When my friend messaged me a snapshot of an article from TimeOut, advertising Depart as a ‘Circus in a Cemetery’, with the caption ‘Interested?’ well…my reply?
You know me too well.
DEPART CIRCUS : A guided tour through the underworld in Tower Hamlets Cemetery
Black robes catch in the wind as they stride forward, slowly weaving through the gathered audience, captivating every watcher. Their voices begin to rise, no longer a whisper, no longer a breath caught away by the wind; the melody creeps into our ears. Above us the dancer takes his last, slow, pained glimpse into the distance as we depart.
This is DEPART, our chance to ‘grasp the ungraspable, a circus to guide us through the underworld’. We gathered in the growing dusk at the gates of Tower Hamlets Cemetery park on a drizzly Sunday evening, sheltering under the trees as the droplets smattered the lush green grass around us, waiting for darkness to fall.

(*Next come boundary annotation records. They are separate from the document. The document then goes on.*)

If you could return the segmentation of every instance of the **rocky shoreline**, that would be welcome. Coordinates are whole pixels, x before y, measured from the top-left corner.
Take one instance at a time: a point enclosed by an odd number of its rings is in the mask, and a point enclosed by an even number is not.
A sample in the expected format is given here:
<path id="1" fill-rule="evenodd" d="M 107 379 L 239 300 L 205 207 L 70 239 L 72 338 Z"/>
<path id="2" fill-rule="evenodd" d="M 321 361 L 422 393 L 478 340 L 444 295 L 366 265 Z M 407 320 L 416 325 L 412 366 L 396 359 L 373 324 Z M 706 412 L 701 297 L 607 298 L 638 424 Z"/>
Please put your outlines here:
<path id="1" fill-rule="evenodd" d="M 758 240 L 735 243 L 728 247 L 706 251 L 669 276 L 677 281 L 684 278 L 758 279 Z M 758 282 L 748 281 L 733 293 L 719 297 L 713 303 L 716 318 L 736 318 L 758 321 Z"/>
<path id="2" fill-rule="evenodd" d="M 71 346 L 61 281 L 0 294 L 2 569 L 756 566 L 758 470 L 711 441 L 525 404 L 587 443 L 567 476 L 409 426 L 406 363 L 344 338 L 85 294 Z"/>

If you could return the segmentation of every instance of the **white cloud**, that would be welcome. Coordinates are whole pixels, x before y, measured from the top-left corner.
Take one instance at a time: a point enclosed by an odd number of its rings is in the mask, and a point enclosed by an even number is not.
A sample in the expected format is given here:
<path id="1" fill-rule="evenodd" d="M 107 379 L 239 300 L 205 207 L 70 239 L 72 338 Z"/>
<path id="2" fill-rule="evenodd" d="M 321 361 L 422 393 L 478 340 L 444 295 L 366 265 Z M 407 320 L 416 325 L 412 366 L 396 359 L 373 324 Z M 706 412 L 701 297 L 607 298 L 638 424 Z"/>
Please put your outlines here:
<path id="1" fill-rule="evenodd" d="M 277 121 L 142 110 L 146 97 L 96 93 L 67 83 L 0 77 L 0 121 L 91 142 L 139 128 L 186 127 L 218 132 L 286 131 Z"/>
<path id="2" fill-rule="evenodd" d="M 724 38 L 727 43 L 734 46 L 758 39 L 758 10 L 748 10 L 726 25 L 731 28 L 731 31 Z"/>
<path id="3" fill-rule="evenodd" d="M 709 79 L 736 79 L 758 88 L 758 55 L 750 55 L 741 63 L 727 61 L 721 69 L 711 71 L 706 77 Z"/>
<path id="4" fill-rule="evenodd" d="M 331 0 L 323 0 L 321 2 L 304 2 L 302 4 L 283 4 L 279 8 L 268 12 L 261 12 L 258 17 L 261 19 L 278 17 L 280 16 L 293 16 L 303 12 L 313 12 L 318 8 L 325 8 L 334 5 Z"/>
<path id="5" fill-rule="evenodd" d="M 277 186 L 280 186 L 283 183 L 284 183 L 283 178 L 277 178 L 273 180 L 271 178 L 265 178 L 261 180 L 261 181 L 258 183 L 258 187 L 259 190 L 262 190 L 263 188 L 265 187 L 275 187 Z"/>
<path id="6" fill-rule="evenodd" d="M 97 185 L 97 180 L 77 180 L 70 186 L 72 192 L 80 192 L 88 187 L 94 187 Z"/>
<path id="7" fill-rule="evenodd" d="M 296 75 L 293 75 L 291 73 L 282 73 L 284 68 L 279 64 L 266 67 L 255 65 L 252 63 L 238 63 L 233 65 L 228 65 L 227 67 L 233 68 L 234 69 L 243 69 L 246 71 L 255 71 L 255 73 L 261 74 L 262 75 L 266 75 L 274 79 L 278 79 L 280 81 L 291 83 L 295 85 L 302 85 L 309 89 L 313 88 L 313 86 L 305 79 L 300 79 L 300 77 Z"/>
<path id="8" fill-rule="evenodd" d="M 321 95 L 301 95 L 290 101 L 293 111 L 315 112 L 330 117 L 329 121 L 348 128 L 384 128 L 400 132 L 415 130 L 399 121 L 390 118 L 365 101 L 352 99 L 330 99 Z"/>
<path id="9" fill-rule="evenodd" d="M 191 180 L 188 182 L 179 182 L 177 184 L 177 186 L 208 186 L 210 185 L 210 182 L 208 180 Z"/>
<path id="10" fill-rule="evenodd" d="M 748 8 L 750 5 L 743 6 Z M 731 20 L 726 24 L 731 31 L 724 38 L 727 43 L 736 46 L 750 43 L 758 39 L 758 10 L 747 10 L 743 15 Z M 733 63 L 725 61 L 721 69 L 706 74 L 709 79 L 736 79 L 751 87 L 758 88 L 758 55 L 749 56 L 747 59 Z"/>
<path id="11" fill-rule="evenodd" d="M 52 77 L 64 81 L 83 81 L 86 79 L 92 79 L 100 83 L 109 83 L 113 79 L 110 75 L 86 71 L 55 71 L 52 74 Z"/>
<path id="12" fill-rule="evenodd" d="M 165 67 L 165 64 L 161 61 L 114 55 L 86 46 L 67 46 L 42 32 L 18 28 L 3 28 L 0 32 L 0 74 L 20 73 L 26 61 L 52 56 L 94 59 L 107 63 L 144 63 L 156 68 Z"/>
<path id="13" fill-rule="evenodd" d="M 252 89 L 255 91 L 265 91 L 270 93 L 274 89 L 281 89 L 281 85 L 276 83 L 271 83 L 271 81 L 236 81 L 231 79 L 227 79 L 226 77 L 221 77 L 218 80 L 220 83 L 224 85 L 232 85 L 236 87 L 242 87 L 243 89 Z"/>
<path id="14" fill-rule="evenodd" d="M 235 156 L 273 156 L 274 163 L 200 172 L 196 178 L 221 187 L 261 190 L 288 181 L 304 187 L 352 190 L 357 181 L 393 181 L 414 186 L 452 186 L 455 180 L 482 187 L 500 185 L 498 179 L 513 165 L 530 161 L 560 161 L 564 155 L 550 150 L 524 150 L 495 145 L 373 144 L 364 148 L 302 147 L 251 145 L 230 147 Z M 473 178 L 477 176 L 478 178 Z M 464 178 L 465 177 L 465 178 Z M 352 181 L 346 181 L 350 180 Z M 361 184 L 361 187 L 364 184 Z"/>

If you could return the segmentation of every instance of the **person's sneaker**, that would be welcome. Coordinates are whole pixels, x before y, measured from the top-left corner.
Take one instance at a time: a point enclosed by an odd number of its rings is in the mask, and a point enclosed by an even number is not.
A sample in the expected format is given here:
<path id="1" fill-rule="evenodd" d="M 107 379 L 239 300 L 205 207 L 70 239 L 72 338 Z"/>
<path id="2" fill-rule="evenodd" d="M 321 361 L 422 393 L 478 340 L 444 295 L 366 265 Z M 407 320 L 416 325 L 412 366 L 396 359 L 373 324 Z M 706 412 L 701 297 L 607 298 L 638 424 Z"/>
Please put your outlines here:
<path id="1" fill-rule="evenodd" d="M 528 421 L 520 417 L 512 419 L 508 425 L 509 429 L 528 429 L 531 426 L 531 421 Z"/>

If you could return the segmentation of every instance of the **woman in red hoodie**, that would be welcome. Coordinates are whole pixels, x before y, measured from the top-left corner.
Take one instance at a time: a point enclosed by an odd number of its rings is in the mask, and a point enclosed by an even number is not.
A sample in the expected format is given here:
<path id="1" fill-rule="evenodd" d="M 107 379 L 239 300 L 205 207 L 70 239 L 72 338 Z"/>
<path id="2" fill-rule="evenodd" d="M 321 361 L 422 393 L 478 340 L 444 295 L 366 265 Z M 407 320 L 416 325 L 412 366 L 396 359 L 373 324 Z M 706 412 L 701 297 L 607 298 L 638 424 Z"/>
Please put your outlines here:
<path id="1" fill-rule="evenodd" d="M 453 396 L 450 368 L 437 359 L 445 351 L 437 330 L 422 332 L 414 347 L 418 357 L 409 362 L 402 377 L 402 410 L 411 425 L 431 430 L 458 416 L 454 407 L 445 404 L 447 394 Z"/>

We’ve been given a small black card with the four rules of the evening printed across it in ominous block capitals. WALK IN SILENCE. DO NOT TAKE PHOTOS. FOLLOW THE PATH + KEEP WALKING. LOOK UP, DON’T LOOK BACK. My friend sucks in a breath and lets out a quick laugh as she reads the instructions. But it’s an awkward laugh — we are already captivated.
Circa is a name set apart in the world of circus performing arts, and the Depart Circus is unique within that — an opportunity to see a circus performance within the grounds of a hallowed cemetery after dark. Despite having a long standing love of most things macabre, and being a self confessed taphophile (thats someone with an extreme fondness for graveyards), I have to admit I wasn’t sure what I was expecting, and any small whiff of an expectation that had begun to paint my vivid imagination was completely displaced once the black robed, torch bearing guides led us down the wending paths into the depths of the overgrown wonderland. Tower Hamlets is one of the Magnificent Seven, London’s great Victorian cemeteries. The overgrown memorial trees, rampant vines and tumbling stone have long reclaimed the orderly Victorian garden space that the cemetery once was, and our first encounter in the deepening night was with rope aerialists twisting, writhing and hanging in slow motion from the trees above our heads.

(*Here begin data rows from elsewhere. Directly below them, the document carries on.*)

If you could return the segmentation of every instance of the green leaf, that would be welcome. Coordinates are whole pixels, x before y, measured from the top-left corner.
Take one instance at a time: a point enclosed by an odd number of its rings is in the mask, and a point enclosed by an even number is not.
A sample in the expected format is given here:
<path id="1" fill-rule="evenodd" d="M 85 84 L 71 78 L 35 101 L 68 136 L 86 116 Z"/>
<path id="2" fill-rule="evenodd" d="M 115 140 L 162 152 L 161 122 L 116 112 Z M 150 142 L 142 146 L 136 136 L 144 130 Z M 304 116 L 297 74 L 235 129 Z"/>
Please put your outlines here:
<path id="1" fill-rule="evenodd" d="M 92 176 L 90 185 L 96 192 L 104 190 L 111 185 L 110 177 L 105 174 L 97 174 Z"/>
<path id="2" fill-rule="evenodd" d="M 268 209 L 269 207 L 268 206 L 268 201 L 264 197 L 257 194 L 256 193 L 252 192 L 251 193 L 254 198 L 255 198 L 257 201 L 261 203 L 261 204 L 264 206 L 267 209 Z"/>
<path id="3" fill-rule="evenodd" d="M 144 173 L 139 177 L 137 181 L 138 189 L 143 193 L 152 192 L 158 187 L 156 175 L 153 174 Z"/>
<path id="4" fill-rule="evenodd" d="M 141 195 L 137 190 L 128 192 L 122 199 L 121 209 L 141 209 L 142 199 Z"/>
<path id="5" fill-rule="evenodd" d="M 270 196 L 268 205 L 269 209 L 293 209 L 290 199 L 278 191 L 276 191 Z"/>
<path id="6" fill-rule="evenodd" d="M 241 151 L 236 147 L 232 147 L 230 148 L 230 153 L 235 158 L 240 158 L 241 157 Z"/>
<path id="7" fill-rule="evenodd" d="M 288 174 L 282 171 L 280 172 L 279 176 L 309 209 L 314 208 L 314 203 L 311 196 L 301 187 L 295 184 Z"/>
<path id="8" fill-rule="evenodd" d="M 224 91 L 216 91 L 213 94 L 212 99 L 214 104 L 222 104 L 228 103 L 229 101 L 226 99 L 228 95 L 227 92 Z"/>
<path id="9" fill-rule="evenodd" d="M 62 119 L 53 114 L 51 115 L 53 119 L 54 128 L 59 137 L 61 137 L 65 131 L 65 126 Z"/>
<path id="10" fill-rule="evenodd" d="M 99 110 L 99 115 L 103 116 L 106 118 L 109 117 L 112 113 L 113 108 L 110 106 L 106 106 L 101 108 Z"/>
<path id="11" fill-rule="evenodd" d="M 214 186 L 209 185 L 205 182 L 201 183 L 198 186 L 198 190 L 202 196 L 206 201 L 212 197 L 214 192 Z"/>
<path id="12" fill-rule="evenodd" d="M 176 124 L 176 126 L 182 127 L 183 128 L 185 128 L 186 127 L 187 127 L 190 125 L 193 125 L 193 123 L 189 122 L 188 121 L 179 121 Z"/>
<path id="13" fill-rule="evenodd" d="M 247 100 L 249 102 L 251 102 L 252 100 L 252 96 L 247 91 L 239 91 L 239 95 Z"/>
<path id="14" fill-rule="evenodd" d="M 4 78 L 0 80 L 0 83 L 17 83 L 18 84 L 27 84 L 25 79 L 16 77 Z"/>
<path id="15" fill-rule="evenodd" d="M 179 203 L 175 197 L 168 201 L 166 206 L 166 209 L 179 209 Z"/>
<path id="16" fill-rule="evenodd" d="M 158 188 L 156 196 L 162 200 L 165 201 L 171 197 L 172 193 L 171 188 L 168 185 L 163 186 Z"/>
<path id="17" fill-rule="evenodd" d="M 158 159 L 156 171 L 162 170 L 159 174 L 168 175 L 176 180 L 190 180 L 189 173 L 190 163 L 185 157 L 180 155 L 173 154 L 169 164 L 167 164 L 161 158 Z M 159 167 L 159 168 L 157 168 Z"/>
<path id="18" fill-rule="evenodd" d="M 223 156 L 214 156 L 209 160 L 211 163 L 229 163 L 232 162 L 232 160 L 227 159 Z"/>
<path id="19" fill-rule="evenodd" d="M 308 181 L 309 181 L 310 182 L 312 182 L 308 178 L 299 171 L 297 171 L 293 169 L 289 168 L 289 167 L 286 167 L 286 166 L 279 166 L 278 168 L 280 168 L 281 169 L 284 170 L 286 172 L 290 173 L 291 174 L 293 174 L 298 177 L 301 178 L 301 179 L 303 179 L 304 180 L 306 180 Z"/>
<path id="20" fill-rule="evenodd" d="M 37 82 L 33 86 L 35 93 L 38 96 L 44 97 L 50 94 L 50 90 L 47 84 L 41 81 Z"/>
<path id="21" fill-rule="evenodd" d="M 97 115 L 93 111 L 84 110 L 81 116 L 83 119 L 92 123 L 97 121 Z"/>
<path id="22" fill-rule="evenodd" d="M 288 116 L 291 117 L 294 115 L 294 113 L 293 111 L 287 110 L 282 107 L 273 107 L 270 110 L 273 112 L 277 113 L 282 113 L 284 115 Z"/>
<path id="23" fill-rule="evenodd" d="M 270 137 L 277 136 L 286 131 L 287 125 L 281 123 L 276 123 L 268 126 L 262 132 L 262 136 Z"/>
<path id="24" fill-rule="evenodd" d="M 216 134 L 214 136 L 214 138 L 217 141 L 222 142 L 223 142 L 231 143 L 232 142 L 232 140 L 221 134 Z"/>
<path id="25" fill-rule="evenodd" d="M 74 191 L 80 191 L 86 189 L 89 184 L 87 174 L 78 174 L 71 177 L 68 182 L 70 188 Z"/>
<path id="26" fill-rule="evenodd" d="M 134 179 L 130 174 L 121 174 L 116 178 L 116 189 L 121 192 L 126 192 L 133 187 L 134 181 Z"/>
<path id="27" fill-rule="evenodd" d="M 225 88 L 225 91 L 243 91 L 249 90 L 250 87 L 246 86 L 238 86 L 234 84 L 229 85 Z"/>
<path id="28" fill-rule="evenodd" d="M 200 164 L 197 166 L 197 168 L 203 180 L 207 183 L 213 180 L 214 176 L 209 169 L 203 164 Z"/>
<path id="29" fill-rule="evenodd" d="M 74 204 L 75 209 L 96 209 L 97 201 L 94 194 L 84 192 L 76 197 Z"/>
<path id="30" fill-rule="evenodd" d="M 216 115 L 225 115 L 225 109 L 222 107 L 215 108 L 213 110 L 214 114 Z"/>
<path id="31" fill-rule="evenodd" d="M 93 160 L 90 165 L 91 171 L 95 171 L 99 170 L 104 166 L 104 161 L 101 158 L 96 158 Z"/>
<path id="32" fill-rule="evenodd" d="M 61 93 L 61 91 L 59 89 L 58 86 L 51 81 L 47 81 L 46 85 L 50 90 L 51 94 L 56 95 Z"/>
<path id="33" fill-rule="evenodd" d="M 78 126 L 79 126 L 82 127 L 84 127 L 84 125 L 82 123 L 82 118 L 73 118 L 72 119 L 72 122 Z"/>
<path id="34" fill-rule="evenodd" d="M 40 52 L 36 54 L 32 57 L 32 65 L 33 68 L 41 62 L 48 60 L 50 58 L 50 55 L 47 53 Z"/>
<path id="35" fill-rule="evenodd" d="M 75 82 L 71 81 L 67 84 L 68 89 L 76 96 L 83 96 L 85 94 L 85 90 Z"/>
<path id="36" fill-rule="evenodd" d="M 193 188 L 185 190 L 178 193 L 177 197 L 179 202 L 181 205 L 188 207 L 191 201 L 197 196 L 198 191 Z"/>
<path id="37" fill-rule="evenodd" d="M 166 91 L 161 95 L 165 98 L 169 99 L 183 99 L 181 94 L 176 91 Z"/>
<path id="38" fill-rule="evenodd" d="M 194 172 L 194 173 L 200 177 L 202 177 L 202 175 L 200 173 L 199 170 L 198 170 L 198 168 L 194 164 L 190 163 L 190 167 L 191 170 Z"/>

When Daisy Drury, Director of Circus Development at the National Centre for Circus Arts took up the challenge to create a theatre production that was properly frightening, I wonder if she had in mind such a perfect juxtaposition of terror and beauty? She admitted that by the end of the 5 year journey that it took to bring Depart to our curious stage, the desire to frighten had long passed. Instead it became a fully immersive story to expose the lengths and depths that circus can reach. On Sunday evening, these were depths we searched, along with deeper observation of our own souls as we trudged wonder-filled through the darkened paths of the dead, honouring their resting place with a little company.

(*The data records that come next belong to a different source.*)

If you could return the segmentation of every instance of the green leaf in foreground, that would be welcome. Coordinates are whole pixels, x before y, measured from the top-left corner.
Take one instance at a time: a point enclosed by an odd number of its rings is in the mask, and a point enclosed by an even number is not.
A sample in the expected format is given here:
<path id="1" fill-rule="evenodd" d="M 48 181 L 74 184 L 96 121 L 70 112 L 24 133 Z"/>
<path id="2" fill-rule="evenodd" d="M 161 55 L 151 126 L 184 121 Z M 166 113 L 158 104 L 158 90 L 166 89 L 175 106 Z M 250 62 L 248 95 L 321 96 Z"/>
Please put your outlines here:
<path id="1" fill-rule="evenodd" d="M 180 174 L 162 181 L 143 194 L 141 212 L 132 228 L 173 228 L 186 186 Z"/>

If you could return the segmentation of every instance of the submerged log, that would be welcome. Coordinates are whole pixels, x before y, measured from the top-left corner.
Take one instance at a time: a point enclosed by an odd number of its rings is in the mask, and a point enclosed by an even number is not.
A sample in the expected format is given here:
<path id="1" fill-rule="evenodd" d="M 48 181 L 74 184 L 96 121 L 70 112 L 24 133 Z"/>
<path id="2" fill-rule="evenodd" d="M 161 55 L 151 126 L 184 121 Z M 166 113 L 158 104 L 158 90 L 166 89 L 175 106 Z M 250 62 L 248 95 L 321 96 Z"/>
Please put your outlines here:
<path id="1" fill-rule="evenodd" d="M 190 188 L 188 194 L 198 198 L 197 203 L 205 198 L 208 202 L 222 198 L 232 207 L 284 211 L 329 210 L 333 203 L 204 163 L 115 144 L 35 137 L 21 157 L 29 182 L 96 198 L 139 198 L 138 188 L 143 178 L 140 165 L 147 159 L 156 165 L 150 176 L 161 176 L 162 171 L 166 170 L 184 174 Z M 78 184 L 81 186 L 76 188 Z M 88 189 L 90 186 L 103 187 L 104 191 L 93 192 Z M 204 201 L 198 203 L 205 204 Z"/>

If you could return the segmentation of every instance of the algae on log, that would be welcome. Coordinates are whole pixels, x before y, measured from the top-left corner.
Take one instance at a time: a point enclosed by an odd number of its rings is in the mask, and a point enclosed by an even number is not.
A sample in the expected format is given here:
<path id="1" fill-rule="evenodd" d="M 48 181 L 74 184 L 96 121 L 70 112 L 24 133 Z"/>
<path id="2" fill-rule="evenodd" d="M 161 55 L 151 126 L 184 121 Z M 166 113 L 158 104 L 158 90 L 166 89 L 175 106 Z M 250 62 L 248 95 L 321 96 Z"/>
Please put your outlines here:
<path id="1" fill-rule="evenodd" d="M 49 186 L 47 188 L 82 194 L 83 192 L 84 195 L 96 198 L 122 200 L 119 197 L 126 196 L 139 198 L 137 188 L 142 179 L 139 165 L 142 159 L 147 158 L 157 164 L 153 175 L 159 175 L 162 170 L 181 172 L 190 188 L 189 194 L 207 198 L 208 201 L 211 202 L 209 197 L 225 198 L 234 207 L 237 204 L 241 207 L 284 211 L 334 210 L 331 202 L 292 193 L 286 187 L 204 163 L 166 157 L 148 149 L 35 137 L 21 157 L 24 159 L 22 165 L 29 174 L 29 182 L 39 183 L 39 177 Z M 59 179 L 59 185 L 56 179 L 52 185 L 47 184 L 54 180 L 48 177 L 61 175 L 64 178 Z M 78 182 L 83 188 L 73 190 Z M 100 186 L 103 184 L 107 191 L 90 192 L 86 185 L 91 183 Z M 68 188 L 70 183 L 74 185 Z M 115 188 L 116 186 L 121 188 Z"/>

Our requested silence was for a reason, the world around us was filled with the harmonies of choral singers, and an stunning electronic soundscape created by Lapalux. Respectfully leaving our cameras at home and our phones in our bags allowed us to fully absorb all we saw and felt. Keeping to the path and following whoever was directly ahead of you was the only option in the darkness, for fear of missing a moment or falling into a collapsing crypt by the wayside. Looking up was imperative, the silent array of aerialists strung between the branches of the ancient trees was breath-taking. Without the applause and pause for photos we remained captivated in the moment, the world moving in natural and beautiful motion around us. An aerialist swinging from a hoop as the chanting singers lead us by, projections of flowers coming into bloom upon the tombstones, distorted movements of dancers in pale dresses among the graves, trapeze and rope artists suspended above us, acrobats in intimate dance balanced against each other by the weight of their own bodies, perfect union. Look up, don’t look back.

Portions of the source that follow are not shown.